> No, it isn't, although it is an informal goal for the Red Edition, on
> the assumption that it's easier to get agreement on things early when
> the barriers to adoption are low. Later editions will have features
> that cannot have R7RS-small portable implementations, though I hope that
> they will be easily implemented on many Schemes.
How many Schemes have already expressed their intent to implement
R7RS-large? For the users of Scheme (and I guess most of the voters are
not (or won't be) implementors of an R7RS-large Scheme), it is nice to
have a lot of features included. But someone has to implement all this.

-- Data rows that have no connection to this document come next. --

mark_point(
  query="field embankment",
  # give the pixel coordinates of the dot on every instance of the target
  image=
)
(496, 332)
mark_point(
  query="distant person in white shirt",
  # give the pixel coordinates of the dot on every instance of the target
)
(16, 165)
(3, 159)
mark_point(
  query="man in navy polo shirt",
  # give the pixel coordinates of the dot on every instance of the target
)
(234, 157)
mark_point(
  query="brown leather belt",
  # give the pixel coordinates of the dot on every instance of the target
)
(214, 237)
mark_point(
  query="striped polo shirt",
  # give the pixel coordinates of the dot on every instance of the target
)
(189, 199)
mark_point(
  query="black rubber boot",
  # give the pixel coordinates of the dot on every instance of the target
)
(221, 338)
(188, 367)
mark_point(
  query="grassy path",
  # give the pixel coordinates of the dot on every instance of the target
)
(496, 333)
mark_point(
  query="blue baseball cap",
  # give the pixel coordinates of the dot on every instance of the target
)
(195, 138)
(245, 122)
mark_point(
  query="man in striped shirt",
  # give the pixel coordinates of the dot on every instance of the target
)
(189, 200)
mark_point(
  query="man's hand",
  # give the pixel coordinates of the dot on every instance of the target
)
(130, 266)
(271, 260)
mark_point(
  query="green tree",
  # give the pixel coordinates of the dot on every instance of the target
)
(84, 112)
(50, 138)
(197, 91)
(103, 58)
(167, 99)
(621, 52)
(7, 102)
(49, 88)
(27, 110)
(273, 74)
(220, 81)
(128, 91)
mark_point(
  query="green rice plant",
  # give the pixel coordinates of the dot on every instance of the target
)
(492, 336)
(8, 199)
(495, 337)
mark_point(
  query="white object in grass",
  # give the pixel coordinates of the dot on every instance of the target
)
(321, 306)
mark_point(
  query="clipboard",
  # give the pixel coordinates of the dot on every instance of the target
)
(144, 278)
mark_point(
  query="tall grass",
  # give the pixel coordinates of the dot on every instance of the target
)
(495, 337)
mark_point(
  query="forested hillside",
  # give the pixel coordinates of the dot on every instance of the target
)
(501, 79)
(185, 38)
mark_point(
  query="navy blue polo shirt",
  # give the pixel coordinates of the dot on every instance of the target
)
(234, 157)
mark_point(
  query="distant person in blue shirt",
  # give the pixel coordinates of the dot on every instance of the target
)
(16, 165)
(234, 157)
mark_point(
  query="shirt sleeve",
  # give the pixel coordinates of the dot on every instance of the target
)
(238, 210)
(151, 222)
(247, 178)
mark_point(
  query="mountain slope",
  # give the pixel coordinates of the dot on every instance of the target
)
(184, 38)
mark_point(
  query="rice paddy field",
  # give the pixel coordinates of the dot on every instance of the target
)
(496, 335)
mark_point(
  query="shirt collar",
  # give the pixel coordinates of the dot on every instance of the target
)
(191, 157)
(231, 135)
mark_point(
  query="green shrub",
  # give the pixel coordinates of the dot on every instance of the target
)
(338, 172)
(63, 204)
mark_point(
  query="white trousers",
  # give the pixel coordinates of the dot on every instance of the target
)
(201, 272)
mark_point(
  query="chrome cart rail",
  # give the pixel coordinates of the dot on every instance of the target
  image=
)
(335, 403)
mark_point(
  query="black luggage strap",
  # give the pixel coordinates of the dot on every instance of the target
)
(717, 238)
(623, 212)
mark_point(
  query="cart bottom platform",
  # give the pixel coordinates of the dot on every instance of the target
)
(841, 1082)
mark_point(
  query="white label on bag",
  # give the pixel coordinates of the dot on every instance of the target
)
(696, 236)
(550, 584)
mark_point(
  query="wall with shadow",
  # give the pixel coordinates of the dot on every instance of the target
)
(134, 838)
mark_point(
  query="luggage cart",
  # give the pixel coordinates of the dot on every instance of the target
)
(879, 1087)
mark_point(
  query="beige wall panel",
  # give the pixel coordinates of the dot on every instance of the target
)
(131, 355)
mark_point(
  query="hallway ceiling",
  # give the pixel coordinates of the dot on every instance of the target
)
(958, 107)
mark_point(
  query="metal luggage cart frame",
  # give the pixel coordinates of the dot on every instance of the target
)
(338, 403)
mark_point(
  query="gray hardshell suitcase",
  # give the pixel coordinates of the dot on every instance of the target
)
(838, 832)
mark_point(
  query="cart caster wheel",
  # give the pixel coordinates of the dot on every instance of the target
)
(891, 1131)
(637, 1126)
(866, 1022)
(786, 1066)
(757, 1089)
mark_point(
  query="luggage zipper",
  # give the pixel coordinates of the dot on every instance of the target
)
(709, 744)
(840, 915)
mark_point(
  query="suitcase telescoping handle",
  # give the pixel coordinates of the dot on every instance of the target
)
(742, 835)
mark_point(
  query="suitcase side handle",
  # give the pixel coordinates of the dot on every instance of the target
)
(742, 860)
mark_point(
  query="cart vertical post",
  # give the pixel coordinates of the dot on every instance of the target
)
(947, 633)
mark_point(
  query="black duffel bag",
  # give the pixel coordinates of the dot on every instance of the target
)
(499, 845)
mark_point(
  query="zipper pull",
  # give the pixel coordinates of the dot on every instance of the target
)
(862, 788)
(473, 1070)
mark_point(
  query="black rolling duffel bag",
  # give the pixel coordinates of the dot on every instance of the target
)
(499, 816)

> Ephemerons in particular would certainly have been postponed if Will
> Clinger had not pointed out that an implementation using strong references
> is legal. This is because there is never any guarantee that the GC will
> break specific, or any, ephemerons. The JVM doesn't have ephemerons,
> but an implementation using weak references is valid: it simply means
> that some garbage that should be collected will not be collected, just
> as conservative GCs do.
Scheme seems to be a schizophrenic in this regard: Implementations are
allowed to implement ephemerons using strong references because garbage
collection is not observable. In the other hand, the standard demands
that implementations are properly tail-recursive. However being
non-properly tail-recursive is as non-observable as not implementing
proper ephemerons.
(An Scheme implementation supporting SRFI 124 properly would allow for
an unbounded chain of ephemerons much like a properly tail recursive
implementation would allow for an unbounded number of active tail calls.)